Aku berusaha tegar, dan mencoba membuat bahwa hal ini biasa – biasa saja. Di rumah serasa tak ada hal yang berubah, tak merasa ada sesuatu yang hilang. Namun, ketika ada sesuatu yang biasa dikerjakan bersama bareng ibu, dan sekarang aku kerjakan sendiri. Aku tak jadi amnesia, begitu pelan sedikit demi sedikit hatiku retak tak beraturan. Senyumku kembali merekah, walau terkadang juga diiringi dengan tetesan air mata. Namun segera ku seka buliran itu, ah malu terlihat anggota keluargaku yang lain, batinku. “Orang tua itu, ah dasar. Biasanya mengajakku ke pasar, membeli onde – onde” ucapku. Onde – onde adalah salah satu makanan tradisional kesukaanku. Hal yang sepele, namun jika telah menjadikan  itu sebagai suatu kebiasaan sangat susah untuk dihilangkan.
Benar semua orang mengatakan bahwa perubahan itu baik, namun tak semua orang itu mau untuk berubah. Tetap berfikir positif, ibu pergi untuk mencari uang, mencarikanku nafkah dan membiayai sekolahku. Karna bapakku sudah kuanggap angkat tangan dalam tanggung jawabnya kali ini. Tak tanggung – tanggung ia merantau begitu jauh, itu di negeri orang yang mereka sebut sebagai Uni Emirat Arab.
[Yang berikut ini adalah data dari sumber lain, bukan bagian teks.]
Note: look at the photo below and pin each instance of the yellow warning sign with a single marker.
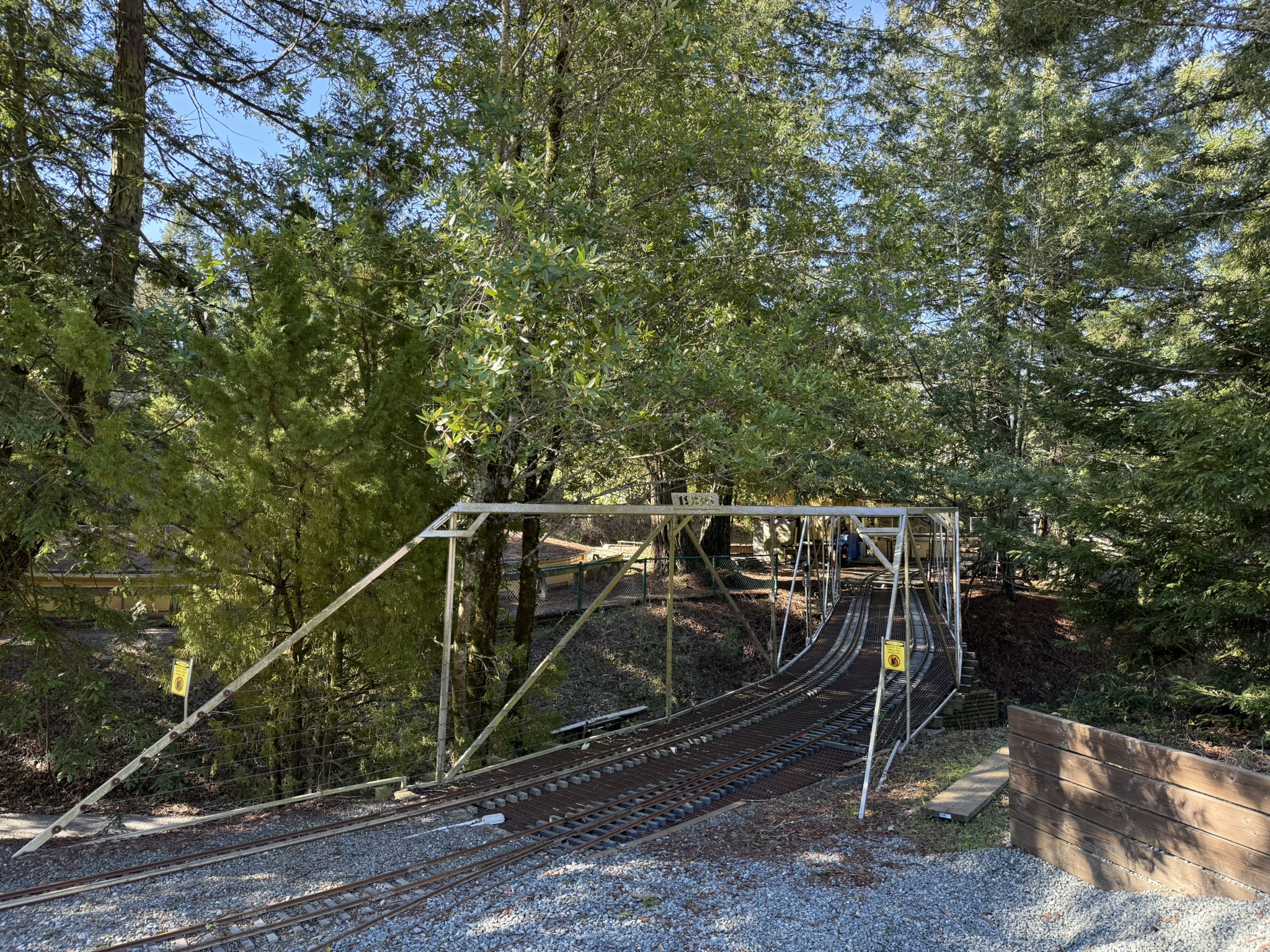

Ya, ibuku adalah seorang Tenaga Kerja Wanita atau TKW di Abu Dhabi. Tak pernah terbayangkan masa depan orang tuaku menjadi seorang pembantu. Miris hatiku merasakannya. Namun apalah lagi yang harus dilakukan. Mencari pekerjaan dinegeri sendiri susahnya minta ampun. Orangtuaku hanyalah tamatan SLTA. Ingin membuka usaha sendiri, namun tak ada modal untuk menjalankannya. Begitu miskinnya keluargaku.
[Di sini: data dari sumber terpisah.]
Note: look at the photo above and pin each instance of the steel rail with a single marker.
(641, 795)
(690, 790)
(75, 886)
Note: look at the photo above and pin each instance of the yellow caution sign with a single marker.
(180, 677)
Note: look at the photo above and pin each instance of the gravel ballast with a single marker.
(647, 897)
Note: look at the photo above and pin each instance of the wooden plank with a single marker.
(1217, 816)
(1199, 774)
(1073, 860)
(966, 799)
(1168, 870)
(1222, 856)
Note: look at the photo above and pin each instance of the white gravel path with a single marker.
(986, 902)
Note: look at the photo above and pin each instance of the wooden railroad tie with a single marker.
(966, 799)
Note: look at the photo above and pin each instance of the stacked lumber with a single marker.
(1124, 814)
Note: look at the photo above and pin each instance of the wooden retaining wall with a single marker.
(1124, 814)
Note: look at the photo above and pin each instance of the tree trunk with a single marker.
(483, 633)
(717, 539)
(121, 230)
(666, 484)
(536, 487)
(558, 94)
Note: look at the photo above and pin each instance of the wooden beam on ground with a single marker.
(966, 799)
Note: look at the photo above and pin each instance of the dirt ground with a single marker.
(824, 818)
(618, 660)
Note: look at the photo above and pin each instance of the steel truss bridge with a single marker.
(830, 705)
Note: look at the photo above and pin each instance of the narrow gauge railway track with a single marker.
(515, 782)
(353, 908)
Dulu keadaannya tak seperti ini, orangtuaku adalah seorang karyawan disuatu pabrik sepatu ternama dinegeri ini. Namun, karna kelalaian beberapa oknum yang tak mentaati peraturan bahwa dilarang merokok dalam ruangan kimia. Tapi tetap mereka lakukan,  jelas pada akhirnya telah diketahui suatu hari ruangan itu terbakar. Karna ada yang merokok dalam ruangan tersebut, dan meninggalkannya tanpa ia matikan terlebih dahulu. Kejadian pertama tak begitu merugikan pihak pabrik, namun kecerobohan ini terulang hingga dua kali. Tentunya pabrik mulai terengah – engah memperbaiki ruangan tersebut berkali – kali. Jelas tak hanya memakan biaya yang sedikit. Dan ruangan tersebut adalah salah satu ruangan utama dalam proses pembuatan sepatu.
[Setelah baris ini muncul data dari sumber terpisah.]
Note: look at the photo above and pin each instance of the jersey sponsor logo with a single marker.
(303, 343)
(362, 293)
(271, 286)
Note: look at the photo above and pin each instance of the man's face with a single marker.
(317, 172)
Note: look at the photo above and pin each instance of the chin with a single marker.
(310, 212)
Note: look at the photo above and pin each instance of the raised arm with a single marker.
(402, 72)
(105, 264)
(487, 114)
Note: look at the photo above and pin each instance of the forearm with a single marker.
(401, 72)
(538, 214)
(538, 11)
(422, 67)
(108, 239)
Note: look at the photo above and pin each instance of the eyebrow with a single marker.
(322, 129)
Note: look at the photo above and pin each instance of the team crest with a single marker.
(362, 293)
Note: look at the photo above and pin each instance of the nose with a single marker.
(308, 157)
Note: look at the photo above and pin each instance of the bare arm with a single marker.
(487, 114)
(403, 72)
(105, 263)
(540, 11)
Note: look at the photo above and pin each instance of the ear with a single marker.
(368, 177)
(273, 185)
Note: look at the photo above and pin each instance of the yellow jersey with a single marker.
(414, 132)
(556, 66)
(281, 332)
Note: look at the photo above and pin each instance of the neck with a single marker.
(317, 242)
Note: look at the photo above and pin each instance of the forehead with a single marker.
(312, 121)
Di perparah lagi, tahun itu terjadi krisis moneter, yaitu keadaan dimana terjadinya ketidakstabilan ekonomi. Banyak buruh yang berunjuk rasa, termasuk orangtuaku. Namun, permasalahan terkadang tak semudah untuk menemukan solusinya dilipatan kertas botol. Apalagi krisis ini menimpa suatu negara, yang rakyatnya banyak  dan tentunya kebutuhan mereka juga banyak. Negeri ini benar – benar dalam keadaan kritis. Akhirnya keputusan pahit yang mengubah nasib keluargaku hingga saat ini, yaitu dimana saat orangtuaku di PHK, karna pabrik sudah mulai gulung  tikar. Bahkan proses PHK pun sungguh berbelit – belit, aku melihat bapakku mengecek satu – persatu berkas – berkas yang membludak dikasurku. Dan itu pun aku melihatnya dalam hari – hari ke depannya juga. Begitu stress melihat wajah bapakku, dengan polosnya aku hanya bisa melihat. Wajar, seorang anak – anak.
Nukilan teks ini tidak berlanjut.